Hazel, willow, beef and storytelling from Bedfordshire

Sniffing the heliotrope

winter heliotrope in flower

winter heliotrope in flower

For several years I’ve vaguely noticed this flower in a couple of road-side ditches in Gravenhurst and mentally labelled it as butterbur. The other day, seeing it flowering, I took a step into a ditch alongside Campton Road to take a closer look and a picture.

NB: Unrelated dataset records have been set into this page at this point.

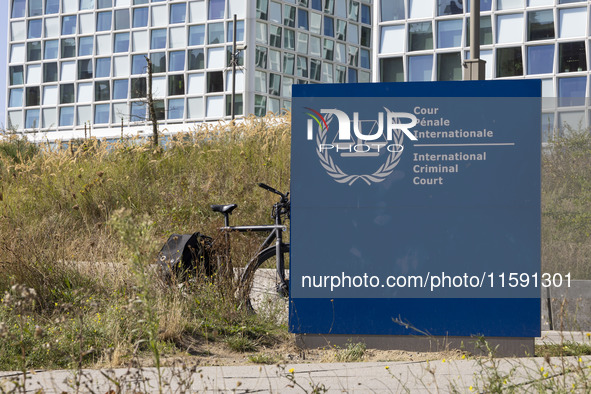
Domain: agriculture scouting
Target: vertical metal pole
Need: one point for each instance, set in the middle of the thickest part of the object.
(234, 60)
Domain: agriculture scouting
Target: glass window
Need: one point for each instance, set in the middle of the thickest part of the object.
(289, 15)
(103, 21)
(239, 31)
(176, 85)
(138, 64)
(216, 9)
(196, 59)
(158, 39)
(32, 119)
(103, 67)
(51, 49)
(140, 17)
(16, 98)
(85, 69)
(177, 61)
(392, 39)
(139, 87)
(572, 56)
(302, 67)
(33, 51)
(302, 19)
(66, 93)
(121, 19)
(573, 22)
(261, 57)
(34, 28)
(449, 33)
(178, 13)
(571, 91)
(485, 30)
(449, 67)
(102, 91)
(275, 12)
(86, 4)
(420, 36)
(101, 113)
(540, 59)
(158, 60)
(275, 36)
(540, 25)
(50, 72)
(391, 70)
(35, 7)
(66, 116)
(288, 63)
(85, 46)
(215, 33)
(509, 28)
(215, 81)
(69, 25)
(420, 68)
(18, 8)
(120, 89)
(196, 35)
(16, 75)
(509, 62)
(262, 8)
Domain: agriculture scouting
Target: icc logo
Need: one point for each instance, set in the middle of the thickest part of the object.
(368, 139)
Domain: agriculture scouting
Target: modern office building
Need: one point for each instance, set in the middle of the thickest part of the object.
(81, 63)
(428, 40)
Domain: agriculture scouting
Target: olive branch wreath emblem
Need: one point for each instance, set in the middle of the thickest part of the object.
(334, 171)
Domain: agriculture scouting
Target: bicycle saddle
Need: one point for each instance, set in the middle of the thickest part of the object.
(224, 208)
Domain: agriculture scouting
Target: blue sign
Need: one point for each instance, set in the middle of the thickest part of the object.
(416, 202)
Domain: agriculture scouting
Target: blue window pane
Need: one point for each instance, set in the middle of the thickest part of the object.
(32, 119)
(365, 14)
(35, 7)
(121, 42)
(103, 21)
(101, 113)
(158, 39)
(239, 31)
(328, 26)
(85, 46)
(177, 61)
(420, 68)
(449, 33)
(52, 6)
(138, 64)
(103, 67)
(176, 108)
(66, 116)
(216, 9)
(540, 59)
(177, 13)
(34, 28)
(16, 98)
(140, 17)
(302, 19)
(69, 25)
(197, 35)
(571, 91)
(51, 49)
(18, 8)
(120, 89)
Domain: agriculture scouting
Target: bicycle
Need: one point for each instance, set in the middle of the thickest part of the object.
(267, 291)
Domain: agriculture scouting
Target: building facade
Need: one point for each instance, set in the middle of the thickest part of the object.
(76, 65)
(428, 40)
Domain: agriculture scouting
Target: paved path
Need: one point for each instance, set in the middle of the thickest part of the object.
(529, 374)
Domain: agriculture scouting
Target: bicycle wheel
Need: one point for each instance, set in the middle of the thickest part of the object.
(261, 284)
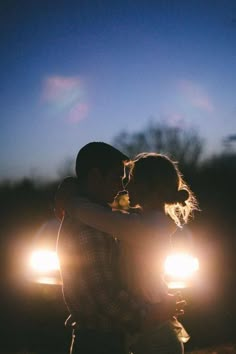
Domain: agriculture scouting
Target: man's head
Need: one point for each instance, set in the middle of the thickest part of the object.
(100, 169)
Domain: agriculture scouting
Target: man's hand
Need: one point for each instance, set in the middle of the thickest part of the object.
(164, 311)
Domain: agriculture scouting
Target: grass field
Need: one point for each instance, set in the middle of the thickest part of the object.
(226, 349)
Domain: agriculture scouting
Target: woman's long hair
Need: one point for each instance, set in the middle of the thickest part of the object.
(163, 184)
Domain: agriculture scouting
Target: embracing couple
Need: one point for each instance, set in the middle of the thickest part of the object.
(111, 261)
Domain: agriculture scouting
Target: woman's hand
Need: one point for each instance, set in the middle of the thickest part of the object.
(164, 311)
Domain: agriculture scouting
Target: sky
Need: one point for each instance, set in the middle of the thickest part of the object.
(79, 71)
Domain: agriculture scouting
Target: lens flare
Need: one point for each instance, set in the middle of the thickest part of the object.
(181, 266)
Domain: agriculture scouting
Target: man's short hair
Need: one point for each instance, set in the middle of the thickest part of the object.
(97, 155)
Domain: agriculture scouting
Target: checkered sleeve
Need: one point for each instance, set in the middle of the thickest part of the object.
(112, 302)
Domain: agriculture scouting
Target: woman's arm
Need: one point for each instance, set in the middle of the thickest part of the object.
(125, 226)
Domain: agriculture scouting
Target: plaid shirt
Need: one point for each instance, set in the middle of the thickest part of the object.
(91, 285)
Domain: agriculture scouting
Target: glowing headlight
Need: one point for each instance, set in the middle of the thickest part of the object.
(181, 265)
(44, 261)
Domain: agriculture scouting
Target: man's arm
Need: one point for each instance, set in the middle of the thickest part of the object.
(125, 226)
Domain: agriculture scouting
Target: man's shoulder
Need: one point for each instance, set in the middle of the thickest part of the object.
(81, 230)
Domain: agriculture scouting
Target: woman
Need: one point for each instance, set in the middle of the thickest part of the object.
(157, 187)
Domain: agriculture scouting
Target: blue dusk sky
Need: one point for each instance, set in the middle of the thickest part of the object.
(79, 71)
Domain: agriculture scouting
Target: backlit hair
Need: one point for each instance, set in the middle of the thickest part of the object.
(163, 183)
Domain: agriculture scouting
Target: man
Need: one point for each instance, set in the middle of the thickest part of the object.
(100, 310)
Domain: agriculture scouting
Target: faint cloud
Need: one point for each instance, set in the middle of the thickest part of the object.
(229, 139)
(196, 95)
(65, 96)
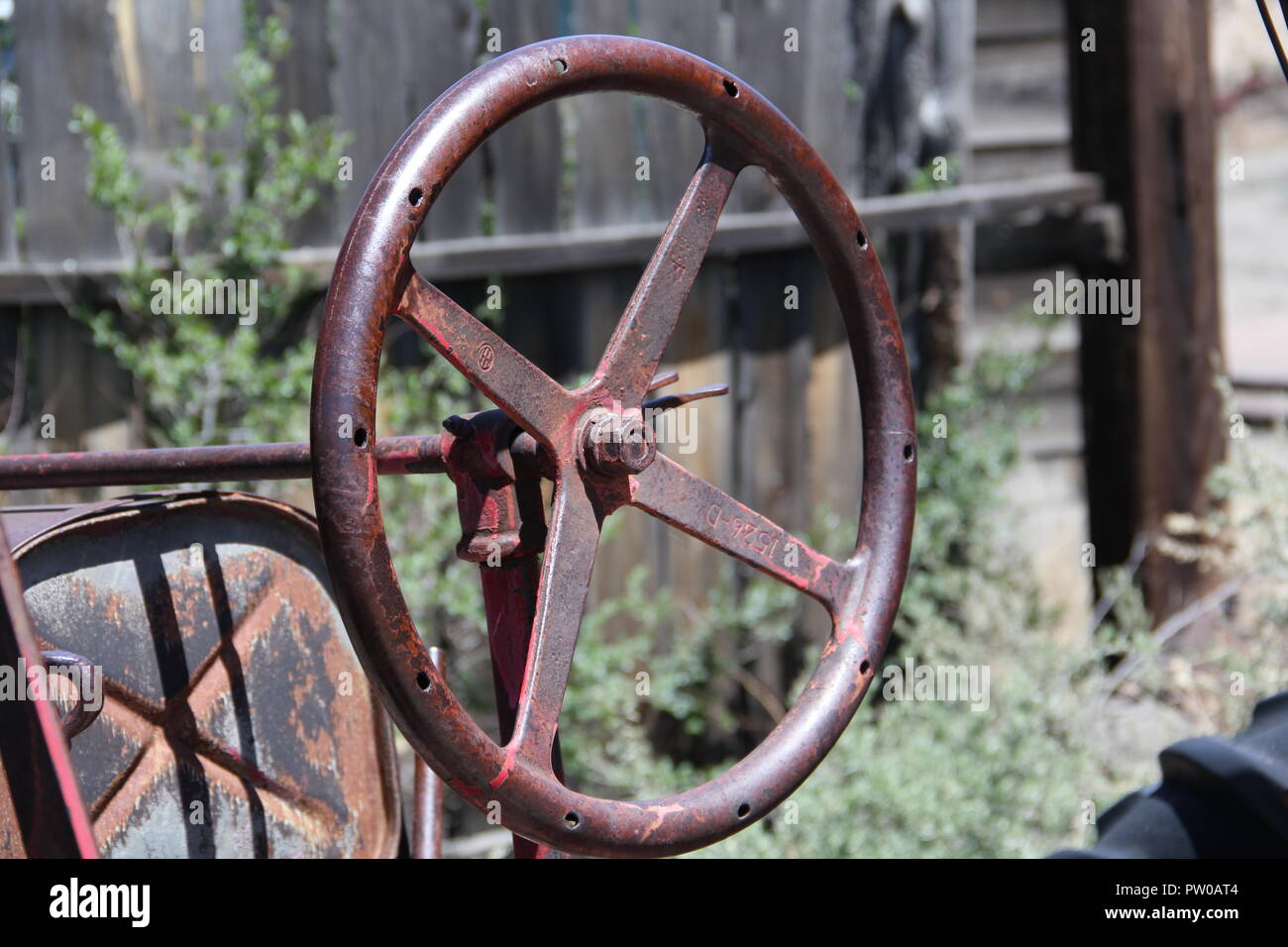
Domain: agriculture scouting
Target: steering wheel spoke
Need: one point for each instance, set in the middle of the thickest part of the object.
(531, 398)
(690, 502)
(566, 567)
(645, 328)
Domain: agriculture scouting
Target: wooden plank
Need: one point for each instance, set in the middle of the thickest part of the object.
(671, 137)
(605, 140)
(64, 55)
(1142, 118)
(382, 80)
(760, 58)
(527, 155)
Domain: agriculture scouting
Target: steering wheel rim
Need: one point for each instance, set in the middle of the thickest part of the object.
(374, 278)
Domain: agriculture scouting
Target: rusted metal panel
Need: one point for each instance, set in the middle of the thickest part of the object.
(235, 720)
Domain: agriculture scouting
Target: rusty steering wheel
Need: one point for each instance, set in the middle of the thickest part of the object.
(592, 475)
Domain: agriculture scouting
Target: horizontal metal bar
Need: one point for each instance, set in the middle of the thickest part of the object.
(623, 244)
(223, 463)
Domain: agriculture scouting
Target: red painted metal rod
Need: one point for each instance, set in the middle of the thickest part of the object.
(277, 462)
(222, 463)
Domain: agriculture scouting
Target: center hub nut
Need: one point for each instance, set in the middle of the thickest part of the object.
(614, 445)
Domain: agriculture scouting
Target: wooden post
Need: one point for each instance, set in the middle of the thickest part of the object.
(1142, 119)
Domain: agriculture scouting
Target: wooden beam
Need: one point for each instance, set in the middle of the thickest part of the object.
(1142, 120)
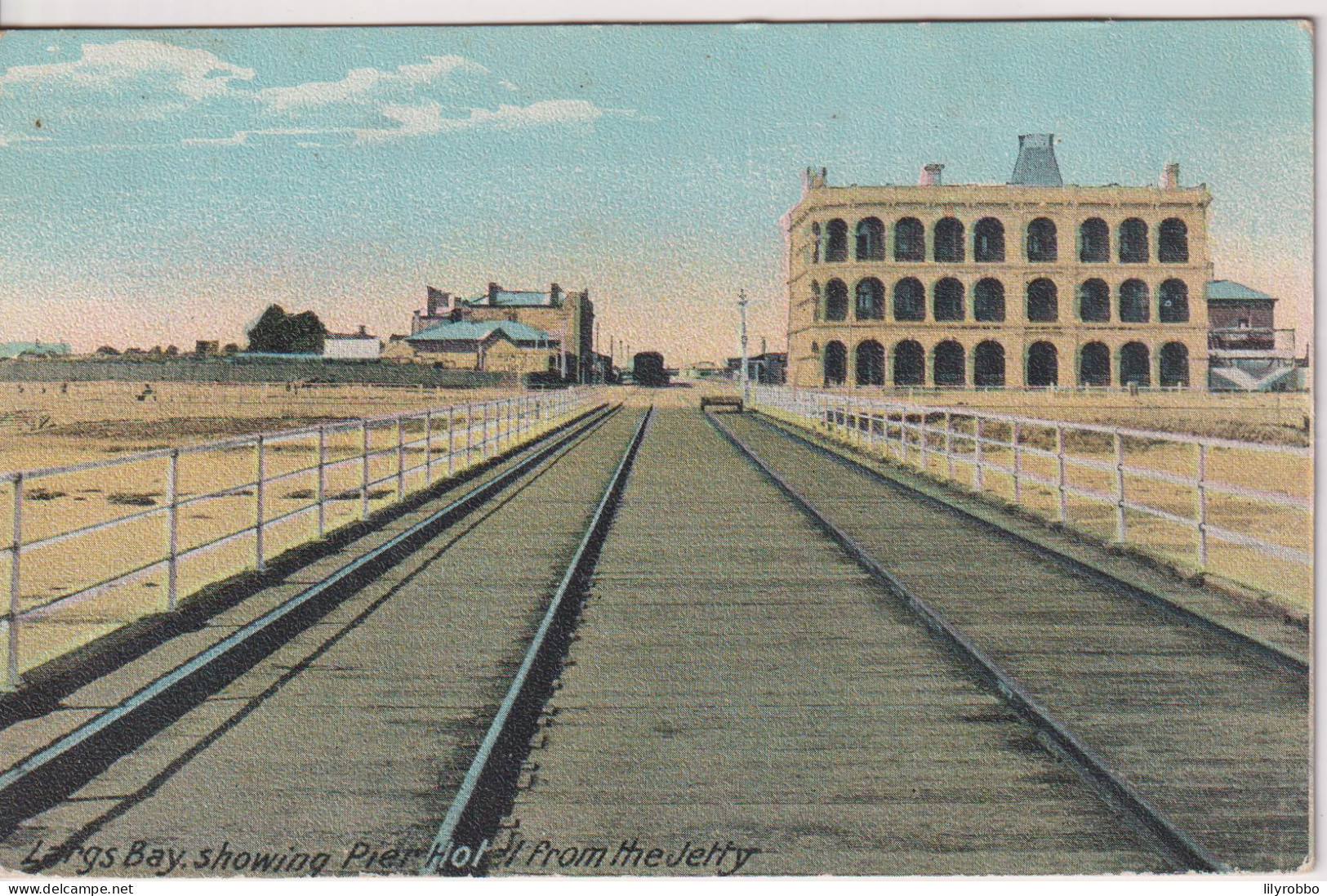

Later, when looking at this image on-screen and thinking to find something out about the plant, I realised that although similar to butterbur, Petasites hybridus, this isn’t butterbur.

Butterbur flowers in March, so after discounting this as an example of the effects of climate change, right here at home, a quick glance in a field guide suggested that this was winter heliotrope, Petasites fragrans, a plant introduced to the British Isles from southern Europe, apparently in 1806. One web site I found, doesn’t like it much because it’s a tricky thing to get rid of once you’ve got it. So I suppose we should  be digging it up before it breaks loose to compete, on our river banks, with Himalayan balsam and Japanese knotweed. For me though, flowering in December is a clever enough trick to earn it a place in the garden.

Botanists amongst you may be tutting or raising eyebrows at my previous error, for winter heliotrope not only flowers three months before butterbur, but also produces leaves at the same time as its flowers, whilst butterbur never does anything so obvious. Doh!

According to the guide I consulted, the flower is vanilla-scented. Sounds good; of course I’ll have to try it. So if you drive past whilst I’m in the ditch, sniffing things, you’ll know why.